La investigación aún está en curso. Sin embargo, las investigaciones iniciales sugieren que el incendio se originó a partir de trabajos de soldadura inseguros. Las alarmas de incendio del edificio no se habían activado y los dispositivos de seguridad eran inadecuados.
Además, la catedral, que data del siglo XII, tenía estructuras de madera, cuyo armazón, apodado la “foresta”, era particularmente vulnerable. Estos elementos combinados permitieron que el fuego se propagara rápidamente, destruyendo la emblemática aguja y parte del techo.
En menos de 30 minutos, las llamas envolvieron una gran parte del techo y la estructura de la catedral. Los esfuerzos de rescate se movilizaron rápidamente. Pero la compleja estructura del edificio y el riesgo de colapso complicaron la lucha contra el incendio.
El incendio envió ondas de conmoción por todo el mundo. Millones de personas siguieron los eventos en vivo por televisión y redes sociales. Se realizaron manifestaciones de solidaridad en París y otras ciudades del mundo, testimoniando la importancia simbólica de Notre-Dame para la humanidad.
La fase de emergencia definió el día después del incendio del 15 de abril en Notre Dame
Después del incendio, la fase de emergencia comenzó al día siguiente. Esta fase fue crucial para asegurar el sitio, evitar más daños y preparar el edificio para su restauración.
Desafíos al inicio de la operación de rescate tras el incendio de Notre Dame
La fase de emergencia no estuvo exenta de problemas. Numerosos obstáculos dificultaron los esfuerzos para asegurar y preservar las obras.
La necesidad urgente de asegurar la estructura
En las horas inmediatas tras el incendio, el estado estructural de Notre-Dame era extremadamente preocupante. Una gran parte del techo y del armazón, conocido como la “foresta” debido a la densidad de sus vigas de madera, había sido destruida.

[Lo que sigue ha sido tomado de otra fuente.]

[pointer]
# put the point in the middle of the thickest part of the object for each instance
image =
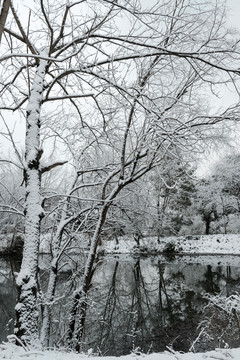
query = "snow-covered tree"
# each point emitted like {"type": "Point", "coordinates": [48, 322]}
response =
{"type": "Point", "coordinates": [93, 76]}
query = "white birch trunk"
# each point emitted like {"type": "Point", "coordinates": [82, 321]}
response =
{"type": "Point", "coordinates": [26, 327]}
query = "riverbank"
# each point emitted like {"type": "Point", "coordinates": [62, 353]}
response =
{"type": "Point", "coordinates": [13, 352]}
{"type": "Point", "coordinates": [218, 244]}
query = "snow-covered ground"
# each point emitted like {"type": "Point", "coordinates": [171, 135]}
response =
{"type": "Point", "coordinates": [195, 244]}
{"type": "Point", "coordinates": [12, 352]}
{"type": "Point", "coordinates": [191, 245]}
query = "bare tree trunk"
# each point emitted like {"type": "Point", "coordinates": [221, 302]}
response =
{"type": "Point", "coordinates": [75, 330]}
{"type": "Point", "coordinates": [45, 329]}
{"type": "Point", "coordinates": [3, 16]}
{"type": "Point", "coordinates": [26, 327]}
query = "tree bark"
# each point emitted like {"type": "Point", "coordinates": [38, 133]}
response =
{"type": "Point", "coordinates": [26, 327]}
{"type": "Point", "coordinates": [3, 16]}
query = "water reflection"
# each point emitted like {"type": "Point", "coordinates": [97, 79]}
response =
{"type": "Point", "coordinates": [144, 304]}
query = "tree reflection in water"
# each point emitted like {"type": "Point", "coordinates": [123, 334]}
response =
{"type": "Point", "coordinates": [134, 304]}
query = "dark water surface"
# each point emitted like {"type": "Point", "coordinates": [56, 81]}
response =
{"type": "Point", "coordinates": [138, 303]}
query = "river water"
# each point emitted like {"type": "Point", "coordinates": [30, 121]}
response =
{"type": "Point", "coordinates": [144, 304]}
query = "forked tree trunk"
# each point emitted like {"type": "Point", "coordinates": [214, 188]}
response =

La aguja, un icono de la catedral diseñada por Eugène Viollet-le-Duc en el siglo XIX, se había derrumbado, arrastrando parte de la bóveda consigo. El riesgo de colapso era mayor, no solo para el edificio en sí, sino también para las áreas circundantes.
El análisis inicial reveló varios puntos críticos de fragilidad en la estructura:
En este entorno de alto riesgo, la seguridad inmediata de la estructura era esencial antes de que se pudiera intentar cualquier trabajo de restauración.
Estabilización de la estructura principal para la segurización de Notre Dame
La primera prioridad fue estabilizar las partes de Notre-Dame que aún permanecían en pie. Los esfuerzos se centraron en evitar cualquier colapso adicional, especialmente de las bóvedas y muros de la nave, el transepto y el coro.
Instalación de arcos bajo las bóvedas
A pesar de su resistencia inicial, las bóvedas góticas presentaban debilidades significativas. Para evitar el colapso, se instalaron arcos de madera bajo las bóvedas dañadas. Estas estructuras temporales aliviaron las cargas sobre las bóvedas debilitadas, garantizando la seguridad de los trabajadores dentro del edificio.
Se instalaron veintiocho tirantes de madera y metal. Esta operación particularmente delicada y espectacular se llevó a cabo bajo la supervisión del arquitecto jefe de monumentos históricos desde el 2 de julio de 2019 hasta el 28 de febrero de 2020. Estos tirantes compensan la pérdida de peso del armazón y el techo necesarios para equilibrar la estructura.
Consolidación de muros y hastiales
Aunque aparentemente intactos, los muros y hastiales de la catedral corrían el riesgo de colapsar. Los hastiales norte y sur del transepto, así como el hastial oeste sobre la fachada, requerían una consolidación de emergencia. Se instalaron colgadores de madera, soportados por andamios metálicos, para reforzar estas áreas críticas. También se instalaron soportes temporales para evitar el desplome.
Refuerzo de los contrafuertes
Se prestó especial atención a los contrafuertes, las famosas estructuras que soportan el empuje lateral de los muros de la catedral. Su papel es crucial para mantener la integridad del edificio, y algunos se habían debilitado por el calor del incendio. Para evitar fallos, se extendieron cables de seguridad alrededor de los contrafuertes para estabilizarlos.
Instalación de suelos en el extradós de las bóvedas
Desde enero de 2020, la instalación de suelos en el extradós de las bóvedas ha facilitado la evacuación de los restos acumulados por técnicos de acceso con cuerdas. Se ha realizado un diagnóstico exhaustivo. La eliminación de los restos de la estructura del techo y del tejado se completó en marzo de 2021, y los contratistas ahora están trabajando en la segurización de las bóvedas y el crucero del transepto mediante la erección de andamios dentro de la catedral e instalando colgadores de madera bajo las bóvedas.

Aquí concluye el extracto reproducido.